The age of the patient is very important, as the following table shows:
Table showing Total Diphtheria Tracheotomies performed at the Fever Hospitals in London during 1902–6, including those in which Intubation was previously performed and those in which no Antitoxin was used
| Age. | Times. | Deaths. | Percentage of Deaths. |
|---|---|---|---|
| Under 1 | 0062 | 040 | 64.5 |
| 1–2 | 0256 | 123 | 48.0 |
| 2–3 | 0272 | 087 | 31.9 |
| 3–4 | 0231 | 054 | 23.3 |
| 4–5 | 0196 | 045 | 22.9 |
| 5–6 | 0119 | 019 | 16.0 |
| 6–7 | 0067 | 018 | 26.9 |
| 7–8 | 0022 | 005 | 22.7 |
| 8–9 | 0012 | 003 | 25.0 |
| 9–10 | 0009 | 003 | 33.3 |
| Over 10 | 0016 | 006 | 37.5 |
| Total | 1,262 | 403 | 31.9 |
From these figures it is apparent (1) that children less than one year of age rarely recover after tracheotomy; this is especially true of diphtheria, although in other forms of laryngeal obstruction cases of recovery have been reported in children of six months; (2) that in the early years of life tracheotomy is most commonly needed, especially between the ages of one and five years; (3) that the death-rate gradually decreases between the ages of one and six years, after which there is a rise.
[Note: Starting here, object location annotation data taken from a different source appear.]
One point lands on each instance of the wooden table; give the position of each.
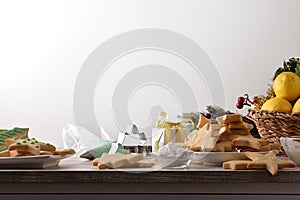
(79, 177)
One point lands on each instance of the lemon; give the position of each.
(287, 85)
(278, 104)
(296, 107)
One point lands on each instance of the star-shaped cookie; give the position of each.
(268, 161)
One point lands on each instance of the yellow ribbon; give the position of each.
(163, 123)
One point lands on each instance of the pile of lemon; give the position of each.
(287, 89)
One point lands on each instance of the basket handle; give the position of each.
(267, 127)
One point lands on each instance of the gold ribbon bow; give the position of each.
(163, 123)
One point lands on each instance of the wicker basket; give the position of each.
(273, 125)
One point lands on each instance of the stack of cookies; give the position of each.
(31, 147)
(230, 134)
(119, 160)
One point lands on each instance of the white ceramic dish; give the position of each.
(217, 158)
(30, 162)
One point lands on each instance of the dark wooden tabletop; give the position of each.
(75, 171)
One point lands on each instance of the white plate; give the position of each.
(30, 162)
(217, 158)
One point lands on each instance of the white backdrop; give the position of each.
(43, 45)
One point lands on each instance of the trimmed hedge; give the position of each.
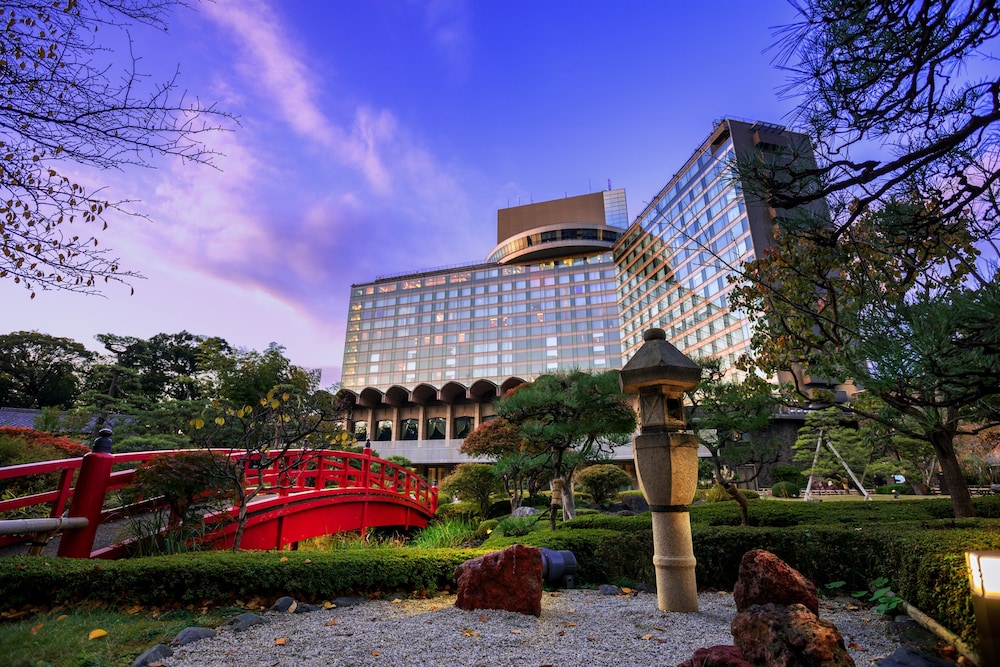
(916, 544)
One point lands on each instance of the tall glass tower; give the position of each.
(676, 258)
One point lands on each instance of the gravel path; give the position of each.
(577, 627)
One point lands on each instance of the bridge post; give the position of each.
(366, 472)
(88, 498)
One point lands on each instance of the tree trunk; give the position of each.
(557, 491)
(951, 472)
(569, 499)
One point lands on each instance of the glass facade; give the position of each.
(484, 321)
(676, 259)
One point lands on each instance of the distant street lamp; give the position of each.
(984, 579)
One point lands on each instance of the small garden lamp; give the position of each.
(984, 579)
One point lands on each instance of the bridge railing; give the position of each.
(84, 484)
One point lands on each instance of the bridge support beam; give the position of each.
(88, 498)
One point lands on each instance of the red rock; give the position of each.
(773, 635)
(510, 579)
(764, 578)
(717, 656)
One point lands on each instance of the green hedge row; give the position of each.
(915, 544)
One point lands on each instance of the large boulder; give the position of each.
(722, 655)
(510, 580)
(774, 635)
(764, 578)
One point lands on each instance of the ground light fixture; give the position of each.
(984, 579)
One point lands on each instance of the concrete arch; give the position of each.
(397, 396)
(453, 392)
(483, 390)
(370, 397)
(423, 394)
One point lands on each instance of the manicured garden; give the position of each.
(915, 544)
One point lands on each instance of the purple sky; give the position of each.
(380, 137)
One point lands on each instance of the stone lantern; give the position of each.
(666, 462)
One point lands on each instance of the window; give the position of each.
(461, 426)
(435, 428)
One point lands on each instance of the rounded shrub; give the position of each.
(785, 490)
(603, 480)
(486, 527)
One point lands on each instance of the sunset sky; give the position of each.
(381, 136)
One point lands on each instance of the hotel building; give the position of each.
(570, 284)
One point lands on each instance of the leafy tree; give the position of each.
(475, 482)
(38, 370)
(833, 427)
(603, 480)
(571, 417)
(876, 274)
(66, 103)
(522, 471)
(262, 436)
(729, 418)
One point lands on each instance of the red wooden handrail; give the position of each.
(291, 474)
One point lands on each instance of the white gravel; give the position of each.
(576, 627)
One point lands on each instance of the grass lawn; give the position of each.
(60, 637)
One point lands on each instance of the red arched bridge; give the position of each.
(302, 494)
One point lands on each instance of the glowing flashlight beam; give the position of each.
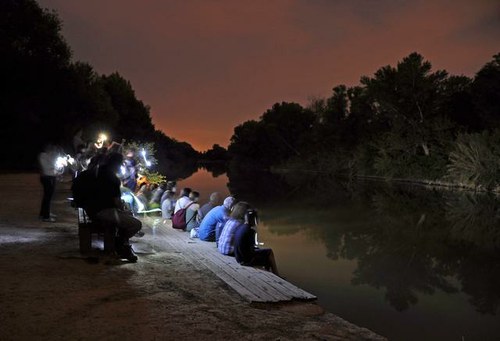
(143, 152)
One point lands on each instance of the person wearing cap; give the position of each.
(211, 225)
(213, 202)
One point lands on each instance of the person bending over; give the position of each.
(236, 221)
(107, 207)
(245, 250)
(213, 222)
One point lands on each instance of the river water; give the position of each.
(409, 263)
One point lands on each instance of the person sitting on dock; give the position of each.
(167, 205)
(192, 212)
(213, 202)
(183, 199)
(213, 222)
(236, 221)
(245, 250)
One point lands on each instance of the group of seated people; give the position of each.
(231, 225)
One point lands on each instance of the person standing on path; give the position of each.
(48, 176)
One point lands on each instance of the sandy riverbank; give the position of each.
(48, 291)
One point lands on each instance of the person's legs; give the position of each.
(48, 184)
(265, 258)
(127, 226)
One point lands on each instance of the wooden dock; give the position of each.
(255, 285)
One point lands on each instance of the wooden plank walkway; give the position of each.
(255, 285)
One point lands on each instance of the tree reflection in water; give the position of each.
(406, 240)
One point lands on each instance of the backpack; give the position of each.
(179, 218)
(82, 189)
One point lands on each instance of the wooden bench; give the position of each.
(86, 227)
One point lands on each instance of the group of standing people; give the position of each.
(99, 189)
(231, 225)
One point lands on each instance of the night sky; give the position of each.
(206, 66)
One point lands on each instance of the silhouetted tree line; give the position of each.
(47, 97)
(404, 121)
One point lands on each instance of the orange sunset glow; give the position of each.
(206, 66)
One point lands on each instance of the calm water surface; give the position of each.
(407, 263)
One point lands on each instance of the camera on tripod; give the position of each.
(251, 217)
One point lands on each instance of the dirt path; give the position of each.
(49, 292)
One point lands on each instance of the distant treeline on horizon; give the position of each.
(406, 120)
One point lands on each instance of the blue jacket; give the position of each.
(216, 216)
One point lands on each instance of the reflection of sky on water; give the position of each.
(205, 183)
(410, 264)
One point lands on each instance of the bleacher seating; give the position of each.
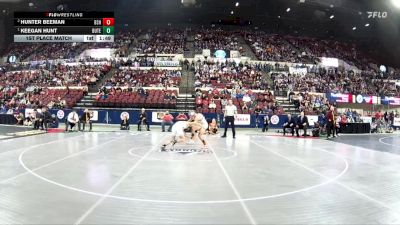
(155, 99)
In explanation of these facts it appears probable that after five years of age the larynx and trachea are increased in size, so that obstruction is only met with where there is a large amount of membrane, namely, in the worst cases; in patients over ten, the age which marks the change to the adult type of larynx, the air-passages become so large that obstruction seldom occurs even when much membrane is present; dyspnœa, in these cases, points to extension of the disease to the smaller tubes, and tracheotomy is unable to give the same relief.